Disabled people were promised a bold, transformative new national strategy – but what we got was far from it. In the Prime Minister’s own words, the national strategy for disabled people was supposed to be “the most ambitious endeavour on disability in a generation”. After reading the long-delayed document, many disabled people are clear on one thing: this government has run out of ideas. They have repackaged projects already under review and recycled money already committed. After making ambitious promises, they have failed miserably in producing the goods to back up their spin.
The government produced 120 pages of promises, reviews and consultations as part of their attempt to hide their inaction. Disabled people, disabled people’s organisations, charities and unions simply aren’t buying it. Identifying the problems is a good start, but disabled people deserve much better. The time for talking is over. They need to get on with fixing the problems that hold disabled people back.
The Department for Work and Pensions Secretary and the minister for disabled people have the nerve to promote a strategy that truly fails to acknowledge the profound impact of Covid-19. The fact six out of ten deaths in the UK were linked to disabled people and people with long-term health conditions should feature prominently – it doesn’t. Instead, they brag about how many disabled people the survey had engaged. Yet we know the number of disabled people who responded to the survey for the supposedly national strategy is less than 0.1% of the UK’s disabled population.
Before the strategy even launched, I was contacted by countless disabled people and disabled people’s organisations fed up with the government’s approach. Like the Sewell report, they wanted their names removed from the strategy as they had not been consulted properly and wanted no association with it. The consultation has been so bad that disabled people have been forced to take the government to judicial review: they argue it was so poor, it may have been unlawful.
Even Tory peer Lord Shinkwin called the strategy “a damp squib”. Before its release, he made clear the DWP’s engagement with disabled people had been “offensive and disrespectful”, amounting to a “a PR exercise, and not a genuine listening exercise”. The national strategy for disabled people exposes the gaps between what this government promises and what its policies deliver. It might talk about removing voting barriers for disabled people. In reality, the Conservatives are forcing through their voter ID bill, which research has shown will make it much harder for disabled people to vote.

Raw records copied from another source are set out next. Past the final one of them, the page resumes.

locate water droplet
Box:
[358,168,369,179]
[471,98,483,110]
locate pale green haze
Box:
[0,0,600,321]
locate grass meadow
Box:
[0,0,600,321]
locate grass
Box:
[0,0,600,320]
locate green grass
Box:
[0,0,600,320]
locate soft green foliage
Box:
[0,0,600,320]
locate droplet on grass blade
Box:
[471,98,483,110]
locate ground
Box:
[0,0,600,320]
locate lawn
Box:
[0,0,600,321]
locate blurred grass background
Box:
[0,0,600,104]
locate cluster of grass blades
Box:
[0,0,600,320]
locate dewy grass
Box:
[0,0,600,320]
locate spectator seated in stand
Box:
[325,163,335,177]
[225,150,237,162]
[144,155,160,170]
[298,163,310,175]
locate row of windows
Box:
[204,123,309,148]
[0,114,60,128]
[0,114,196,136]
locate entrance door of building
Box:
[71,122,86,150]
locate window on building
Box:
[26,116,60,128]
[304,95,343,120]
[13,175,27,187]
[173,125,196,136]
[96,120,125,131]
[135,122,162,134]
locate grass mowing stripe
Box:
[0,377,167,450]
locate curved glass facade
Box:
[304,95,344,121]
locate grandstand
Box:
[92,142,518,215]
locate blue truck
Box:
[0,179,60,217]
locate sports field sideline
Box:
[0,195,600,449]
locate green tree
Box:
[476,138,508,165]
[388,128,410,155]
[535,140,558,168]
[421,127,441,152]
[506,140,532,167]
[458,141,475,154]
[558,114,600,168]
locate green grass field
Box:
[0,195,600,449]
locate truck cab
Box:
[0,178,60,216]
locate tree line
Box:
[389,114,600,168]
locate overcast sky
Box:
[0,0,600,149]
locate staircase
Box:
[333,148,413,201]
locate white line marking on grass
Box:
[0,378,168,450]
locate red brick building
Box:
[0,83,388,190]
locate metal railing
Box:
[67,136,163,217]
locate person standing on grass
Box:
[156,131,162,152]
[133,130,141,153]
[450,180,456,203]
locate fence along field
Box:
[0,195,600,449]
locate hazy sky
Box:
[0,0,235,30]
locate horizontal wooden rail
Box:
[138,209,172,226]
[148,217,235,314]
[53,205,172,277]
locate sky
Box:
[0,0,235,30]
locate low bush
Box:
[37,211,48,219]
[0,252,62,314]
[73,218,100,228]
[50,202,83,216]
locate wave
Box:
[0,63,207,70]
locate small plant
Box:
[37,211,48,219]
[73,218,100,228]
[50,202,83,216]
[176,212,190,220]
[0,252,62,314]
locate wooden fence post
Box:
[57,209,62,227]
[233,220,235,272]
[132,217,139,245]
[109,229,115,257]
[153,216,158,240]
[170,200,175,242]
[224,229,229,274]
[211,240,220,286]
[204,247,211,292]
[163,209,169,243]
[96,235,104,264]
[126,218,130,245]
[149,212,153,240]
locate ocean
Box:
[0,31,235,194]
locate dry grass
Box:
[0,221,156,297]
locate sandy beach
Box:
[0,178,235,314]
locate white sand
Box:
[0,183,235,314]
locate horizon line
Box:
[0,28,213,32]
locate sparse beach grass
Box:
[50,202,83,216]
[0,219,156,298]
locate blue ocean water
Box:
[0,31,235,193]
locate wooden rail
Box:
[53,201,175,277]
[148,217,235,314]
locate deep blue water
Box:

In principle, it pledges to support more disabled people into public office – a policy we should all welcome. In practice, during the pandemic the government cut both the EnAble and Access to Elected Office funds to assist disabled people with their increased cost of running for public office. The strategy commits no funding for replacing these pots of money, just vague support for a new scheme in April 2022. But the government knows that across the UK hundreds of local elections are scheduled for May 2022. This unacceptable delay leaves disabled people who want to represent their communities potentially missing out on this opportunity if they cannot afford to foot the bill.
The strategy has a section devoted to access to justice for disabled people. But it fails to acknowledge, or even mention, the cuts to legal aid and the disproportionate impact these have had on disabled people. The most glaring omission in a strategy that promised to focus “on the issues that matter most to disabled people” is social care. On his first day in office, Boris Johnson pledged to tackle the crisis in social care but we have yet to see any progress. The fact is, working-age disabled people now account for 64% of stretched adult social care budgets compared with 58% in 2018/19. To produce a national strategy and ignore this issue is shameful.
A future Labour government will do things differently. We won’t waste opportunities to deliver the changes disabled people need. While this government commits to being “mindful” of the United Nations Convention on the Rights of Disabled People, a Labour government will embed this convention at the heart of our policy-making. Unlike this government, we are determined to co-produce policies with disabled people that will transform their lives.